2026 suddenly went from a very bleak year for film with remake after remake and unoriginal idea after unoriginal idea flooding the cinemas but in a moment we suddenly have two of the years biggest horror movies dropping at the same time and the landscape has changed forever.
Hollywood has ran off familiarity for many years pumping sequels, remakes and any other cash grab they possibly can linking to an old well known franchises whilst throwing cash at marketing campaigns that capitalise on our nostalgia.
In steps two YouTubers who didn’t do any of that and delivered two of the most incredible horror movies that have been released for many, many years.

Obsession and Backrooms arrived to critical and fan acclaim and not only did they become profitable, they blew box-office numbers apart and outperformed every major studio release this calendar year and they don’t look like slowing down anytime soon.
Instead of the usual drop-off of box office numbers and attendance that you see with most films released Obsession refuses to slow down and is actually improving and keeping steady week on week which is unheard of.
Hollywood thinking has been blown apart and the success of these two movies was not an accident. These were fresh, personal and features that affected audiences on an emotional level which then turned into a viral conversation. Genuine discovery is as rare as marketing tool as you can get in an industry that relies on multi-million dollar marketing budgets but both of these films did just that, they organically appeared and grew beyond all realms of comprehension.
Chatter began and people suddenly wanted to go and see what all the fuss was about and after watching Obsession I came out of that theatre with chills, it was nothing short of a masterpiece and one of the best horrors I’ve seen in years. It spoke to audiences (and myself) on an emotional level and left me on tenterhooks throughout as discussed in my Obsession review.
Obsession and Backrooms are two very different horror movies with one transforming attachment style, insecurity and emotional fixation into a source of terror and the other ignoring a clear threat and giving audiences that sense of uncertainty and disorientation.

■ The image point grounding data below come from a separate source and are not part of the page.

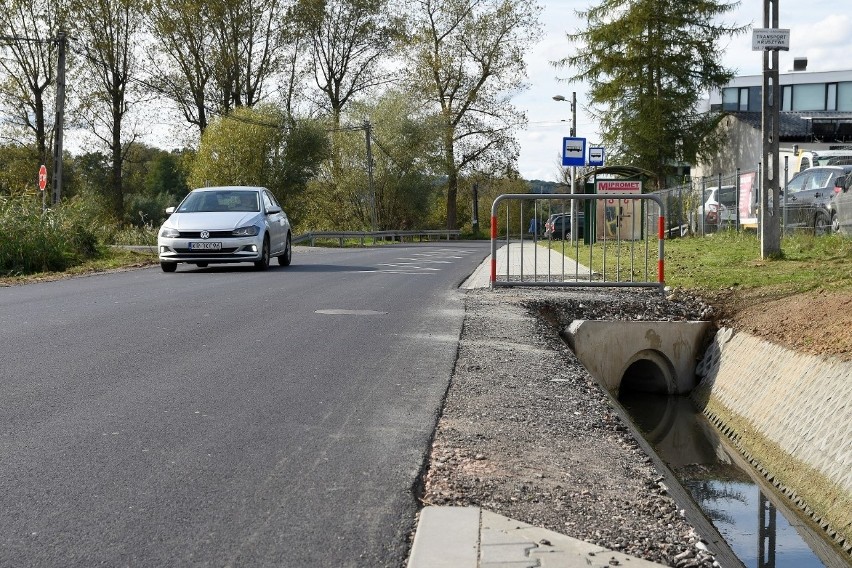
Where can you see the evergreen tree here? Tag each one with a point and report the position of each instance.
(648, 63)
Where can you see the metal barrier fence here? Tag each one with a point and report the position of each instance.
(617, 234)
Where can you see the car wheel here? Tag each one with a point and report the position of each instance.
(287, 256)
(263, 263)
(822, 224)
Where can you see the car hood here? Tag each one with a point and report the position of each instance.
(219, 221)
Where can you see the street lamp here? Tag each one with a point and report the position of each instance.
(573, 133)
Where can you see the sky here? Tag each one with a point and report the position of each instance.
(819, 30)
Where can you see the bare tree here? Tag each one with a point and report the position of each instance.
(350, 39)
(29, 30)
(467, 61)
(213, 57)
(184, 47)
(106, 33)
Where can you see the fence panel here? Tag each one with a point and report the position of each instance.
(615, 242)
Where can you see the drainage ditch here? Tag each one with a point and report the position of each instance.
(651, 366)
(761, 531)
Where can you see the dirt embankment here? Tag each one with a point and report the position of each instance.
(818, 322)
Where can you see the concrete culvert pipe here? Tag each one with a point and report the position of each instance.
(648, 371)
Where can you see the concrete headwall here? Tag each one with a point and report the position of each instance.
(791, 416)
(608, 348)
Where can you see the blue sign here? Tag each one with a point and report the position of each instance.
(573, 151)
(596, 156)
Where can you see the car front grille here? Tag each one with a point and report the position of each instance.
(213, 234)
(227, 250)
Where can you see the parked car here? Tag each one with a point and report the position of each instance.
(840, 208)
(223, 225)
(805, 200)
(813, 158)
(558, 225)
(718, 209)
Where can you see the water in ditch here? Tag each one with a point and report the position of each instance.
(761, 535)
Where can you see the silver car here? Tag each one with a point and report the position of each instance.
(223, 225)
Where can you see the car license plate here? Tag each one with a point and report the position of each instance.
(205, 246)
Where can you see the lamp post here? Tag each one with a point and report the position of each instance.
(573, 170)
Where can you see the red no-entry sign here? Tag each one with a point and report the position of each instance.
(42, 177)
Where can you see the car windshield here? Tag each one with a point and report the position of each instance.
(220, 201)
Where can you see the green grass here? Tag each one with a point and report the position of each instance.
(731, 260)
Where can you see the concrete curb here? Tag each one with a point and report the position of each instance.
(471, 537)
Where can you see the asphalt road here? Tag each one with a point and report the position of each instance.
(223, 416)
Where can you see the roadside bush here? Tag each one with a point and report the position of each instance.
(33, 241)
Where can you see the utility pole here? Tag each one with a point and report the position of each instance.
(60, 40)
(59, 125)
(573, 169)
(770, 229)
(367, 132)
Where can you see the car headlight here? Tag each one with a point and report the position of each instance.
(249, 231)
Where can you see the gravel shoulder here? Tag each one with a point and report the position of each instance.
(527, 433)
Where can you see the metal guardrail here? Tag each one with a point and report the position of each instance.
(341, 236)
(618, 232)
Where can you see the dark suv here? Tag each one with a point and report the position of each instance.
(807, 196)
(558, 225)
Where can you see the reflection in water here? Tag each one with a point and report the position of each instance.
(725, 493)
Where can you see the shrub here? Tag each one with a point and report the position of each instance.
(32, 240)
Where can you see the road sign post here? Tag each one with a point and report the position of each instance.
(42, 183)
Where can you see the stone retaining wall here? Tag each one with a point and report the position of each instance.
(791, 416)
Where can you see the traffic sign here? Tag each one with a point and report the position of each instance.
(573, 151)
(765, 39)
(42, 177)
(596, 154)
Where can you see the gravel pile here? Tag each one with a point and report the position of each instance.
(527, 433)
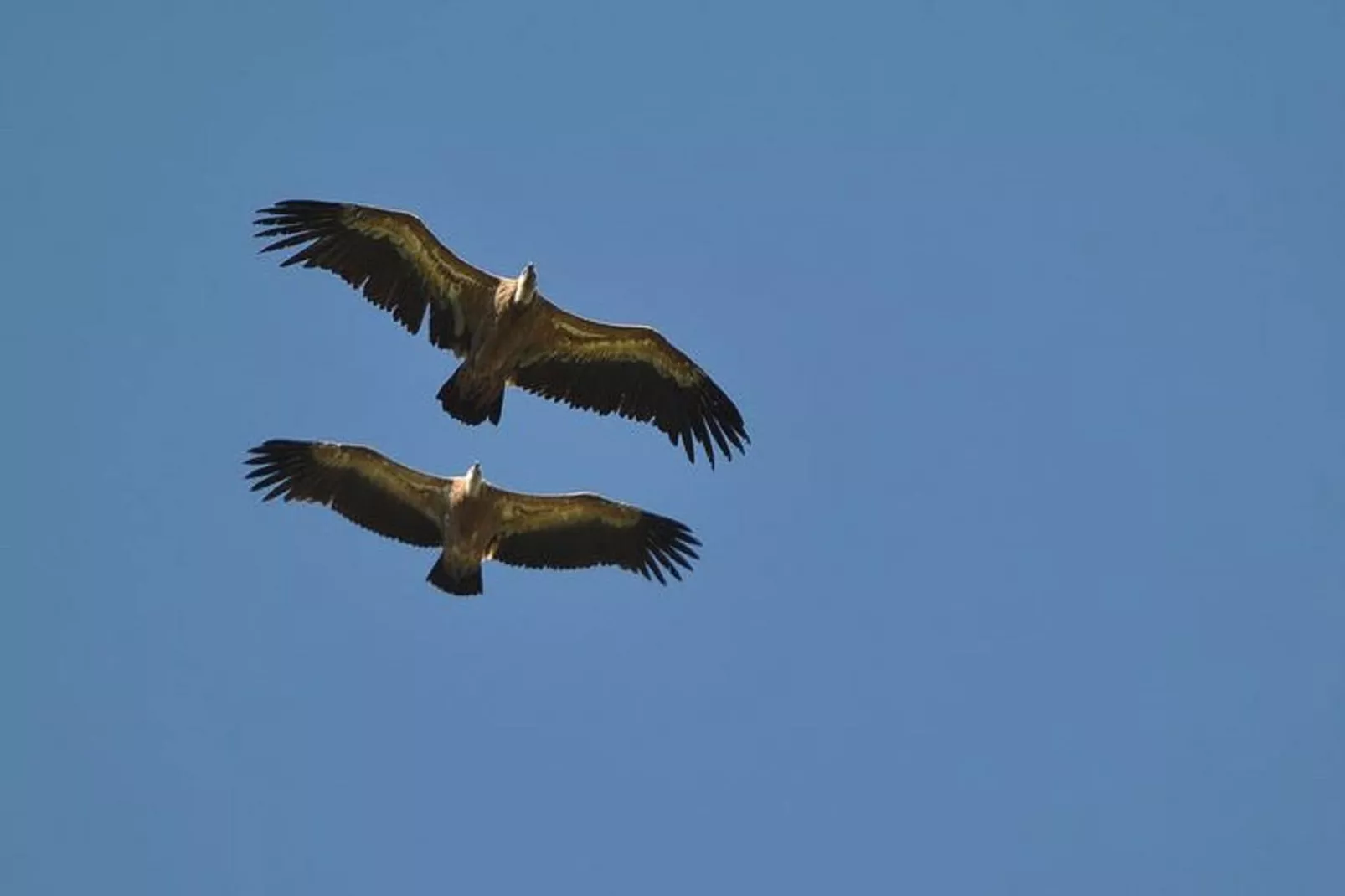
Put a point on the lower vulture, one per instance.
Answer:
(470, 519)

What both films have in common though however are atmosphere and existential dread rather than convention monsters, spirits or any other typical horror movie entity.
Streaming, YouTube and other platforms have already started to steal the limelight from many Hollywood productions but when both of this years biggest film hits and not only horror movies but directed by YouTubers, the suits will have to sit up and pay attention.
No film-school or apprenticeships here just two YouTubers who know their audiences and delivered two solid films that have gripped the very generation they were catering their films to.
Long gone are the days when a big franchise could get people out of their houses and into their local cinemas, these types of horrors rewrite the rulebook and made two films so unbelievably hyped that curiosity to see if that hype was in fact true became too much to take. These films HAVE to be seen on the big screen and you’d be missing out if you didn’t.
Both films have left The Mandalorian and Grogu firmly in their review as both horrors have blown the box-office records and everything we knew about them wide open.
Internet culture is becoming mainstream cinema and both these films proved you don’t need superheroes, franchise sequels or billion dollar budgets to make a good movie.